Outside the box funding

Date

Dec 03, 2007


Ralph Chiodo, left, president and founder of Active Green and Ross, and Bill Young, president of Social Capital Partners, are working together to put qualified people with a desire to succeed into their own shops.

When Ralph Chiodo immigrated to Canada from Italy in 1957 at the age of 14, his possessions filled a cardboard box. He had no money.

"I went to work in a bowling alley setting up pins, but I wanted to be a mechanic and have a garage of my own," says Mr. Chiodo, who is now president of a chain of auto and tire centres in Ontario called Active Green + Ross.

Many years ago, someone offered him a chance to become a mechanic at a small garage and his entrepreneurial talent and technical expertise saw him spend the next several decades building up his chain of 74 corporately run stores.

"I was able to move along through the help of many different people and organizations," Mr.
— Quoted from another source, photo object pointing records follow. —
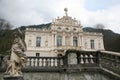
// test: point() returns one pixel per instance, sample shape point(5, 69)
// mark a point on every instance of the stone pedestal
point(7, 77)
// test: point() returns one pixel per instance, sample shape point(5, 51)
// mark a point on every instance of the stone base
point(13, 78)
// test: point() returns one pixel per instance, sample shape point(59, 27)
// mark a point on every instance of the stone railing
point(110, 61)
point(43, 62)
point(74, 60)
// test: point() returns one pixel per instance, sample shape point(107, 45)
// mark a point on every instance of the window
point(38, 41)
point(67, 40)
point(37, 54)
point(29, 43)
point(75, 42)
point(59, 41)
point(92, 45)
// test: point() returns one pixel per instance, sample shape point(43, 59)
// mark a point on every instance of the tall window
point(59, 41)
point(67, 40)
point(75, 41)
point(37, 54)
point(38, 41)
point(92, 45)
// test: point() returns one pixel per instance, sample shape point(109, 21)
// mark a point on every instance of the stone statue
point(17, 58)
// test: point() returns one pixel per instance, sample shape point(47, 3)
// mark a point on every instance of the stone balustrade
point(74, 60)
point(43, 62)
point(110, 61)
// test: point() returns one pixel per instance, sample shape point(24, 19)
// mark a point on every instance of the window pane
point(75, 42)
point(38, 41)
point(92, 44)
point(59, 40)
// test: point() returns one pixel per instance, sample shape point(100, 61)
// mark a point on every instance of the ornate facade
point(63, 34)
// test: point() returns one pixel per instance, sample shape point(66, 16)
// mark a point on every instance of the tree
point(5, 25)
point(99, 26)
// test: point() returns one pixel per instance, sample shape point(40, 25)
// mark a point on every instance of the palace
point(62, 34)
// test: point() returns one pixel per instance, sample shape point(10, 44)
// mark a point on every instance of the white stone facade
point(63, 34)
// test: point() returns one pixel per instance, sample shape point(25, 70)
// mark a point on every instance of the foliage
point(5, 25)
point(111, 39)
point(99, 26)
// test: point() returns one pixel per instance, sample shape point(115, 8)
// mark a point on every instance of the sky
point(89, 12)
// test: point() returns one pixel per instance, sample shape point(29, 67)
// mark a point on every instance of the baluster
point(86, 59)
point(56, 62)
point(37, 61)
point(46, 62)
point(50, 63)
point(42, 62)
point(28, 62)
point(34, 62)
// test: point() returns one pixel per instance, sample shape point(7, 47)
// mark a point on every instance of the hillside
point(111, 39)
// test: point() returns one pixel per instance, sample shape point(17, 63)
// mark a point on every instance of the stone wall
point(62, 76)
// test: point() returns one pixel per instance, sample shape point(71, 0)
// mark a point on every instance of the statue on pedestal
point(17, 58)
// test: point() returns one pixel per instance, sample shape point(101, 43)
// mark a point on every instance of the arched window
point(29, 43)
point(92, 45)
point(75, 41)
point(67, 40)
point(59, 41)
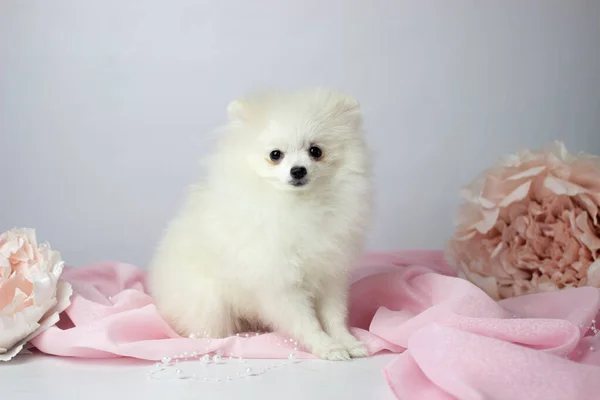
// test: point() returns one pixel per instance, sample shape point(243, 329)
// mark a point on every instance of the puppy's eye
point(315, 152)
point(275, 155)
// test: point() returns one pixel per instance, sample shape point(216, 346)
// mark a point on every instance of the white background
point(105, 105)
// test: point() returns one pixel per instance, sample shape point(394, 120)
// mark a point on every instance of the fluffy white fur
point(250, 250)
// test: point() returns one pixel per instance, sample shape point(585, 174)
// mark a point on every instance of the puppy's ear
point(347, 109)
point(237, 110)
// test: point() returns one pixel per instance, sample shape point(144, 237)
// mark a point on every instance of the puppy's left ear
point(237, 110)
point(347, 109)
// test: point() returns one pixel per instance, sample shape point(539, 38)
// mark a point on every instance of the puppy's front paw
point(333, 352)
point(358, 350)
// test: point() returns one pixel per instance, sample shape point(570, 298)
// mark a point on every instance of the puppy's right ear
point(237, 110)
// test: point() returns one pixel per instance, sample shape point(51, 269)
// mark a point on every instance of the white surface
point(45, 377)
point(105, 105)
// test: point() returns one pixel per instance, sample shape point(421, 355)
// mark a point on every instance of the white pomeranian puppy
point(267, 240)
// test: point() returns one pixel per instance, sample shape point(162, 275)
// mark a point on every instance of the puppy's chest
point(295, 232)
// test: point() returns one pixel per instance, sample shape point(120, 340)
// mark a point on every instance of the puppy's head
point(297, 140)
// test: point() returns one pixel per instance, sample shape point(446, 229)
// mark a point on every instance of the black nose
point(298, 172)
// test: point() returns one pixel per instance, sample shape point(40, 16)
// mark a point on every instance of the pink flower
point(531, 224)
point(31, 295)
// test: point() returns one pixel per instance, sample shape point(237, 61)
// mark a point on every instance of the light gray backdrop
point(105, 105)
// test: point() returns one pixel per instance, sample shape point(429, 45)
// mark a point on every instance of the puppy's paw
point(358, 350)
point(333, 352)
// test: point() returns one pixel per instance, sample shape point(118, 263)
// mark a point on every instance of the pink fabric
point(453, 341)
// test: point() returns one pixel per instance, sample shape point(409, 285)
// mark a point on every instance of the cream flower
point(31, 294)
point(531, 224)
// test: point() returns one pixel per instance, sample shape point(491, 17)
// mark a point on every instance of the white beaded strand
point(171, 363)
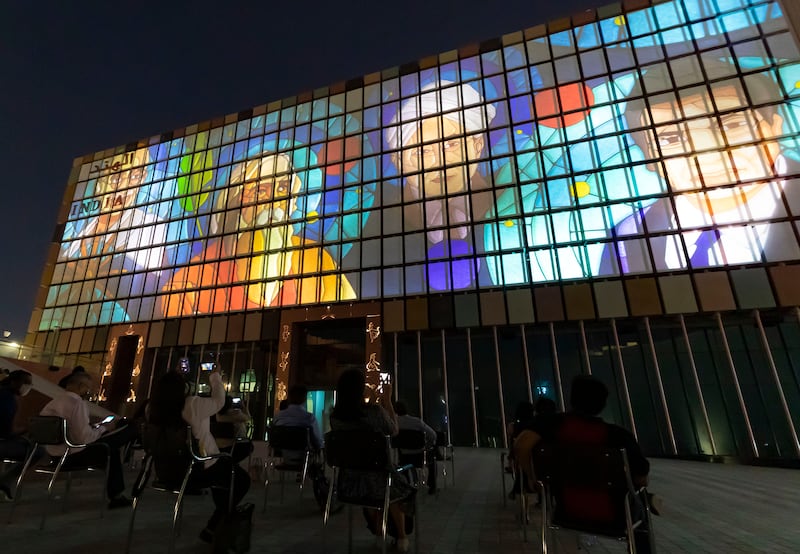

Chiodo recalls.

So it's not surprising that, with stores scattered around the province, he is willing to think outside the box when it comes to converting all his corporate stores into franchises, a move that he says makes the stores more profitable because "ownership brings a lot of responsibility and drive and desire to succeed."

"It requires about $250,000 per location [to buy the franchise], so sometimes we find an individual who is qualified, who has the desire, but doesn't have the money," Mr. Chiodo says.

"We have to find a way to assist them with the financing so they can then get into business."

Enter Bill Young, a savvy businessman whose ship came in from his private sector endeavours and who subsequently formed Social Capital Partners in Toronto.

SCP lends money to would-be franchisors with viable business plans at about two points above prime on the condition that the owners employ at least 50% of their workforce from people who rely on social agencies, such as Employment Insurance recipients, and might not otherwise be offered employment.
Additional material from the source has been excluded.